Embry Flory Jennifer J, Fosang Amanda J, Knudson Warren
Rush Medical College, Rush University Medical Center, Chicago, Illinois 60612, USA.
Arthritis Rheum. 2006 Feb;54(2):443-54. doi: 10.1002/art.21623.
A dramatic loss of aggrecan proteoglycan from cartilage is associated with osteoarthritis. The fate of residual G1 domains of aggrecan is unknown, but inefficient turnover of these domains may impede subsequent repair and retention of newly synthesized aggrecan. Thus, the objective of this study was to determine whether ITEGE- and DIPEN-containing G1 domains, generated in situ, are internalized by articular chondrocytes, and whether these events are dependent on hyaluronan (HA) and its receptor, CD44.
ITEGE and DIPEN neoepitopes were detected by immunofluorescence staining of bovine articular cartilage chondrocytes treated with or without interleukin-1alpha (IL-1alpha). Additionally, purified ITEGE- or DIPEN-containing G1 domains were aggregated with HA and then added to articular chondrocytes, articular chondrocytes transfected with CD44delta67, or COS-7 cells transfected with or without full-length CD44. Internalized epitopes were distinguished by their resistance to extensive trypsinization of the cell surface.

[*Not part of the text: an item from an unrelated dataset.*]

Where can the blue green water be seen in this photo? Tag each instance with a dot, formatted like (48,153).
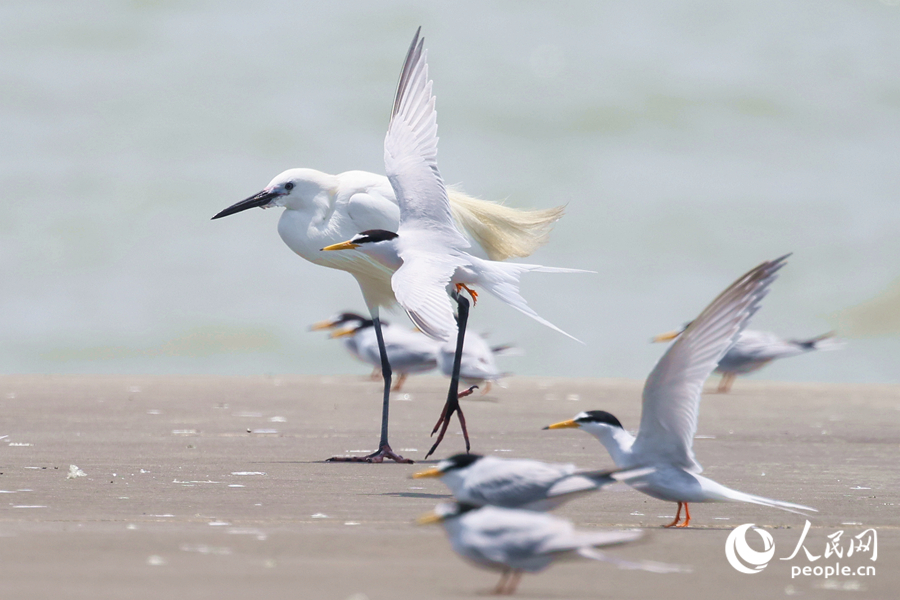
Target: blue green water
(689,140)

Both ITEGE and DIPEN were visualized within the extracellular cell-associated matrix of chondrocytes as well as within intracellular vesicles. Following trypsinization, the intracellular accumulation of both epitopes was clearly visible. IL-1 treatment increased extracellular as well as intracellular ITEGE epitope accumulation. Once internalized, the ITEGE neoepitope became localized within the nucleus and displayed little colocalization with HA, DIPEN, or other G1 domain epitopes. The internalization of both ITEGE and DIPEN G1 domains was dependent on the presence of HA and CD44.
One important mechanism for the elimination of residual G1 domains following extracellular degradation of aggrecan is CD44-mediated co-internalization with HA.
软骨中聚集蛋白聚糖蛋白多糖的显著丢失与骨关节炎相关。聚集蛋白聚糖残余G1结构域的命运尚不清楚,但这些结构域的低效周转可能会阻碍新合成的聚集蛋白聚糖的后续修复和保留。因此,本研究的目的是确定原位产生的含ITEGE和DIPEN的G1结构域是否被关节软骨细胞内化,以及这些事件是否依赖于透明质酸(HA)及其受体CD44。
通过对用或不用白细胞介素-1α(IL-1α)处理的牛关节软骨细胞进行免疫荧光染色来检测ITEGE和DIPEN新表位。此外,将纯化的含ITEGE或DIPEN的G1结构域与HA聚集,然后添加到关节软骨细胞、用CD44δ67转染的关节软骨细胞或用全长CD44转染或未转染的COS-7细胞中。通过对细胞表面进行广泛胰蛋白酶消化后内化表位的抗性来区分内化表位。
ITEGE和DIPEN在软骨细胞的细胞外相关基质以及细胞内囊泡中均可见。胰蛋白酶消化后,两种表位的细胞内积累清晰可见。IL-1处理增加了细胞外以及细胞内ITEGE表位的积累。一旦内化,ITEGE新表位就定位于细胞核内,与HA、DIPEN或其他G1结构域表位几乎没有共定位。ITEGE和DIPEN G1结构域的内化均依赖于HA和CD44的存在。
聚集蛋白聚糖细胞外降解后消除残余G1结构域的一个重要机制是CD44介导的与HA共内化。